Un fin de semana al año, durante la Fiesta del Redentor en julio, los venecianos recuperan la ciudad. Regresan de Mestre para beber vino a las orillas del Gran Canal y esperan a ver un espectáculo de fuegos artificiales que haría palidecer de envidia a la afamada compañía neoyorquina Fireworks by Grucci.

Este año, la celebración coincidió con la Bienal de Venecia que atrae a la isla a miles de sofisticados visitantes para ver lo último en arte, danza y teatro. Los residentes y los amantes del arte han desarrollado una especie de alianza en contra de las multitudes que marchan en San Marcos.

“Somos un modelo de lo que podría ser”, dijo Paolo Baratta, presidente de la Biennale, mientras observaba los fuegos artificiales desde la terraza de la sede del festival. A las personas que bajan de los cruceros, dijo, “no les importa lo que sucede en Venecia”.

Por la noche, muchos de los turistas regresan a sus cruceros o se van a dormir tras cenar temprano. El resultado es un alivio temporal pero también —como pasa cuando se visita Venecia en los lentos meses de invierno— es un túnel del tiempo hacia una Venecia de otra época.

Para mí vuelve a ser la ciudad que encontré hace casi 20 años, antes de Google Maps, cuando uno podía perderse y terminar en campos desiertos u olvidados.

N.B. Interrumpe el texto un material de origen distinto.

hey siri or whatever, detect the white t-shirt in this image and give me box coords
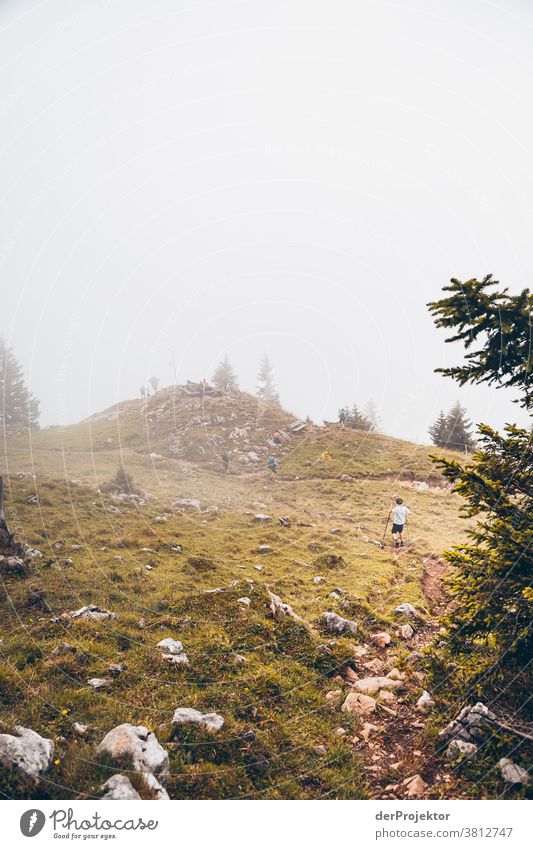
[392,505,410,525]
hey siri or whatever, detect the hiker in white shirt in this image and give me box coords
[390,497,411,547]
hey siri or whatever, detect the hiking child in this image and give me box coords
[272,431,282,446]
[390,497,410,547]
[321,450,332,462]
[267,456,278,477]
[220,451,230,474]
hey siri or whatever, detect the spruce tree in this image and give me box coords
[444,401,475,452]
[212,355,239,392]
[428,410,448,447]
[0,338,40,430]
[256,354,279,403]
[339,403,373,430]
[112,463,135,494]
[428,278,533,700]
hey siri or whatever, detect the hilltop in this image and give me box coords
[2,388,526,801]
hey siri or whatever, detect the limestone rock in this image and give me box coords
[398,624,414,639]
[88,678,113,691]
[353,676,402,695]
[363,658,385,674]
[156,638,184,654]
[172,499,200,510]
[341,692,377,715]
[498,758,529,785]
[394,603,418,616]
[253,514,272,522]
[172,708,224,733]
[101,775,141,800]
[322,611,357,636]
[68,605,116,622]
[370,631,392,648]
[267,590,301,620]
[0,726,54,780]
[96,724,169,782]
[446,740,478,762]
[439,702,497,744]
[238,597,251,606]
[416,691,435,712]
[402,774,428,797]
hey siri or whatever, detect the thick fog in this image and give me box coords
[0,0,531,442]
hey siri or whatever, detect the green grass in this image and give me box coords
[0,391,474,800]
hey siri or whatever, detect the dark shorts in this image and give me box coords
[391,523,404,534]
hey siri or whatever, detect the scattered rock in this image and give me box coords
[398,623,414,639]
[394,603,418,616]
[238,597,251,606]
[157,638,184,655]
[0,726,54,779]
[96,724,169,782]
[439,702,497,744]
[143,772,170,800]
[68,605,116,622]
[173,499,201,510]
[402,774,428,797]
[108,664,126,677]
[322,611,357,636]
[172,708,224,733]
[361,722,380,742]
[416,691,435,712]
[325,690,343,711]
[445,740,478,763]
[258,545,271,553]
[253,514,272,523]
[498,758,529,785]
[370,631,392,648]
[353,677,402,695]
[88,678,113,691]
[341,692,377,715]
[267,590,301,620]
[101,775,141,800]
[72,722,88,736]
[363,658,385,674]
[330,528,342,535]
[313,576,326,584]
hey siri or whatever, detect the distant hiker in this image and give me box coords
[200,378,208,396]
[267,456,278,477]
[321,450,332,462]
[390,497,411,547]
[272,431,282,446]
[221,451,230,473]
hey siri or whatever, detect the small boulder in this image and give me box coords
[267,590,301,620]
[0,726,54,780]
[341,692,377,716]
[363,658,385,674]
[322,611,357,636]
[370,631,392,648]
[88,678,113,691]
[498,758,529,785]
[416,691,435,712]
[238,597,251,607]
[101,775,141,800]
[96,724,169,782]
[69,605,116,622]
[253,514,272,523]
[394,603,418,616]
[313,576,326,584]
[157,638,184,655]
[402,774,428,797]
[446,740,478,763]
[172,708,224,733]
[398,623,414,639]
[352,677,402,695]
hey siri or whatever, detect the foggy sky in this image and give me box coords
[1,0,531,442]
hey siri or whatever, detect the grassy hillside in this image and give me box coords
[1,388,487,801]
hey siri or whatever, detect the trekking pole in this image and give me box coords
[404,517,410,544]
[382,510,391,543]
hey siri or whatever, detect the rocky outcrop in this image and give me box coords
[438,702,497,745]
[267,590,301,620]
[68,605,116,622]
[172,708,224,732]
[0,726,54,780]
[101,774,141,800]
[95,724,169,783]
[322,611,357,636]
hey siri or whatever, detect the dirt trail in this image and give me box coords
[351,553,462,800]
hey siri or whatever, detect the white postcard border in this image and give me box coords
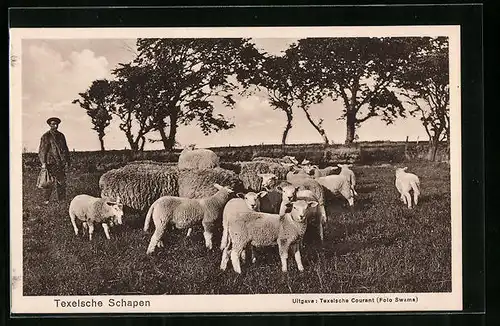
[10,25,462,314]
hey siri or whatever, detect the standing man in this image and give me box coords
[38,117,71,204]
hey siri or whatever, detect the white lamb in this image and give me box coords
[220,191,268,251]
[220,199,318,274]
[69,194,124,241]
[316,174,355,207]
[395,167,421,209]
[143,183,234,255]
[258,173,328,234]
[337,164,358,196]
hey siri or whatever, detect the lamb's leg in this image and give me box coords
[240,249,247,262]
[146,222,167,255]
[220,248,230,271]
[251,246,257,264]
[319,204,327,224]
[318,218,324,242]
[87,221,95,241]
[404,192,413,209]
[413,186,420,206]
[202,221,214,250]
[292,243,304,272]
[278,241,289,272]
[230,248,242,274]
[69,212,79,236]
[82,222,88,236]
[186,228,192,237]
[157,240,164,248]
[102,223,111,240]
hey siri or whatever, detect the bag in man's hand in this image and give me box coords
[36,168,55,189]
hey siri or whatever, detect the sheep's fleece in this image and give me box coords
[239,161,293,192]
[69,194,123,224]
[99,163,178,211]
[178,148,220,170]
[178,167,243,199]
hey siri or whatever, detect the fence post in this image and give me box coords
[404,136,411,161]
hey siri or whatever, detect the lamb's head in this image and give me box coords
[280,162,296,171]
[105,196,124,225]
[258,173,278,190]
[302,164,319,176]
[287,199,319,223]
[283,156,299,165]
[277,185,300,203]
[337,164,352,170]
[214,183,235,194]
[236,191,268,211]
[395,167,408,178]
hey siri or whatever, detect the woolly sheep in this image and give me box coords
[178,147,220,170]
[337,164,358,196]
[69,194,124,241]
[99,163,178,211]
[143,183,235,255]
[220,191,268,263]
[280,187,325,242]
[395,167,421,209]
[239,161,293,192]
[220,199,318,273]
[286,169,313,183]
[259,173,328,228]
[178,167,242,237]
[316,174,355,207]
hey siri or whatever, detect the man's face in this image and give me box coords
[49,121,59,131]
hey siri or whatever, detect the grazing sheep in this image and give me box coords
[286,169,313,183]
[178,167,242,237]
[239,161,293,192]
[311,166,340,178]
[316,174,355,207]
[338,164,358,196]
[143,183,234,255]
[178,167,243,199]
[259,173,328,228]
[395,167,421,209]
[280,187,325,242]
[178,147,220,170]
[220,199,318,273]
[69,194,124,241]
[99,163,178,211]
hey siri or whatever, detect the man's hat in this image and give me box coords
[46,117,61,125]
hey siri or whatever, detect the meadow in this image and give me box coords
[21,151,451,295]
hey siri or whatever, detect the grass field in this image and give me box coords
[21,161,451,295]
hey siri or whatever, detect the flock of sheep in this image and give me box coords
[67,147,421,274]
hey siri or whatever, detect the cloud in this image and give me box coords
[22,41,113,152]
[23,42,111,104]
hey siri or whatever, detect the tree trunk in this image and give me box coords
[158,125,170,150]
[345,111,356,145]
[139,135,146,151]
[302,107,329,145]
[281,111,293,146]
[427,137,439,161]
[99,136,105,151]
[125,131,138,151]
[164,111,178,150]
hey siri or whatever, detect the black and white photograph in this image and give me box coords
[10,25,462,314]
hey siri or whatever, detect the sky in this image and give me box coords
[20,38,430,153]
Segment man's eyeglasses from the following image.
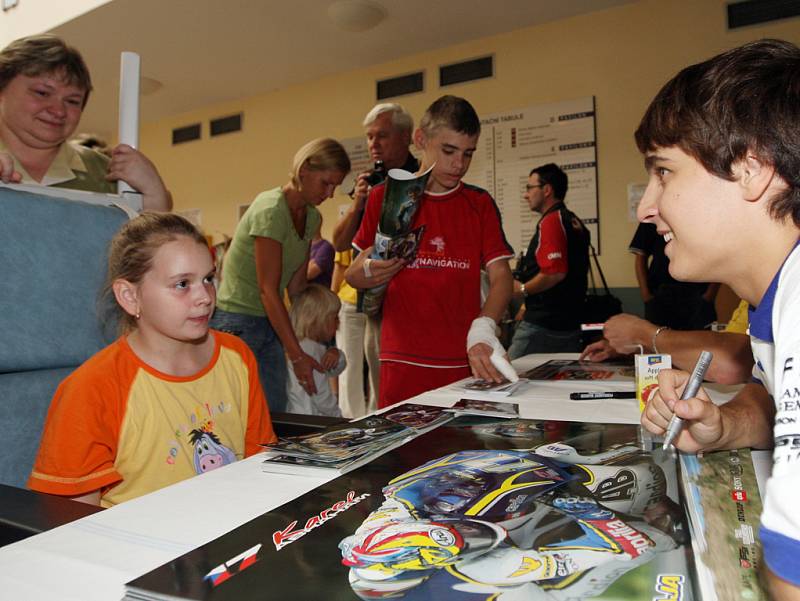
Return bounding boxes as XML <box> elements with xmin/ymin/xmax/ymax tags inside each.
<box><xmin>526</xmin><ymin>183</ymin><xmax>546</xmax><ymax>191</ymax></box>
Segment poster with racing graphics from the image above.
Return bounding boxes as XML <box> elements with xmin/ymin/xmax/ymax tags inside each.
<box><xmin>125</xmin><ymin>418</ymin><xmax>695</xmax><ymax>601</ymax></box>
<box><xmin>679</xmin><ymin>449</ymin><xmax>766</xmax><ymax>601</ymax></box>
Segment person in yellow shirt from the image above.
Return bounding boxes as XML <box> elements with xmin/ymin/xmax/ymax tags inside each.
<box><xmin>332</xmin><ymin>249</ymin><xmax>380</xmax><ymax>418</ymax></box>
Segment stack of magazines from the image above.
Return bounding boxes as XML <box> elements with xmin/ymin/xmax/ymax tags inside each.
<box><xmin>261</xmin><ymin>404</ymin><xmax>451</xmax><ymax>476</ymax></box>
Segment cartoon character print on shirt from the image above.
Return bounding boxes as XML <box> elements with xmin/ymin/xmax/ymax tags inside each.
<box><xmin>189</xmin><ymin>422</ymin><xmax>237</xmax><ymax>474</ymax></box>
<box><xmin>165</xmin><ymin>401</ymin><xmax>234</xmax><ymax>468</ymax></box>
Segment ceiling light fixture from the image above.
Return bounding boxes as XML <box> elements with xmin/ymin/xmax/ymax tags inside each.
<box><xmin>140</xmin><ymin>76</ymin><xmax>163</xmax><ymax>96</ymax></box>
<box><xmin>327</xmin><ymin>0</ymin><xmax>387</xmax><ymax>32</ymax></box>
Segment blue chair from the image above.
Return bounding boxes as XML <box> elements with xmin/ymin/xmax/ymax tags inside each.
<box><xmin>0</xmin><ymin>187</ymin><xmax>129</xmax><ymax>488</ymax></box>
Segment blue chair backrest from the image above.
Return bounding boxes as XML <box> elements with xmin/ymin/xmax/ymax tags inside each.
<box><xmin>0</xmin><ymin>187</ymin><xmax>129</xmax><ymax>487</ymax></box>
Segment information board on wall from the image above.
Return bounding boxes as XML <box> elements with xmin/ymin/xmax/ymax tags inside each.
<box><xmin>338</xmin><ymin>136</ymin><xmax>371</xmax><ymax>196</ymax></box>
<box><xmin>465</xmin><ymin>96</ymin><xmax>600</xmax><ymax>255</ymax></box>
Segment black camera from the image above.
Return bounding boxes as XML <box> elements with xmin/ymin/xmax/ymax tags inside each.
<box><xmin>364</xmin><ymin>160</ymin><xmax>387</xmax><ymax>186</ymax></box>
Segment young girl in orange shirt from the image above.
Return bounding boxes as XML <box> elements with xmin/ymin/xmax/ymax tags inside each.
<box><xmin>29</xmin><ymin>213</ymin><xmax>275</xmax><ymax>507</ymax></box>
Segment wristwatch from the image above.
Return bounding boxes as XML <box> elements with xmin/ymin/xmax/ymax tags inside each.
<box><xmin>519</xmin><ymin>281</ymin><xmax>528</xmax><ymax>298</ymax></box>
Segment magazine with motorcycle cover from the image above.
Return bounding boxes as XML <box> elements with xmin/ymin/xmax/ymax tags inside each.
<box><xmin>380</xmin><ymin>402</ymin><xmax>454</xmax><ymax>432</ymax></box>
<box><xmin>261</xmin><ymin>415</ymin><xmax>412</xmax><ymax>462</ymax></box>
<box><xmin>361</xmin><ymin>166</ymin><xmax>433</xmax><ymax>317</ymax></box>
<box><xmin>125</xmin><ymin>418</ymin><xmax>696</xmax><ymax>601</ymax></box>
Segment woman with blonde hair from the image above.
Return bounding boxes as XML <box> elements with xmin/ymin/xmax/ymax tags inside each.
<box><xmin>211</xmin><ymin>138</ymin><xmax>350</xmax><ymax>412</ymax></box>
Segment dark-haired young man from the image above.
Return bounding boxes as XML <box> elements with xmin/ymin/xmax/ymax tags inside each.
<box><xmin>346</xmin><ymin>95</ymin><xmax>514</xmax><ymax>407</ymax></box>
<box><xmin>508</xmin><ymin>163</ymin><xmax>589</xmax><ymax>359</ymax></box>
<box><xmin>636</xmin><ymin>39</ymin><xmax>800</xmax><ymax>599</ymax></box>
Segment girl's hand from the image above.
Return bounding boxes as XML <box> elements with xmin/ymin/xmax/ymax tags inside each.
<box><xmin>290</xmin><ymin>352</ymin><xmax>324</xmax><ymax>395</ymax></box>
<box><xmin>321</xmin><ymin>348</ymin><xmax>340</xmax><ymax>371</ymax></box>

Al caer la noche, lejos del centro de la ciudad, una pareja de turistas celebraba su boda en un café escondido que no era cursi, sino encantador.

Esas horas cautivadoras se extendieron hasta la madrugada, antes de que los turistas aparecieran, cuando hasta la misma plaza de San Marcos estaba vacía, a no ser por las palomas y los madrugadores que se dirigían al trabajo.

Aquellas horas, con las sombras todavía alargadas y la luz reflejándose en la laguna y las ventanas del triforio, me recordaron lo que Raffaelle Nocera me dijo mientras recorríamos el Gran Canal a bordo de un vaporetto.

“Si te levantas lo suficientemente temprano”, me dijo Nocera, “tendrás toda Venecia para ti”. Eso te recuerda por qué es tan importante protegerla y por qué los italianos están alzando la voz.

“Hoy es la Plaza de San Marcos o el Puente del Rialto”, dijo Franceschini. “En unos años el problema podría extenderse”.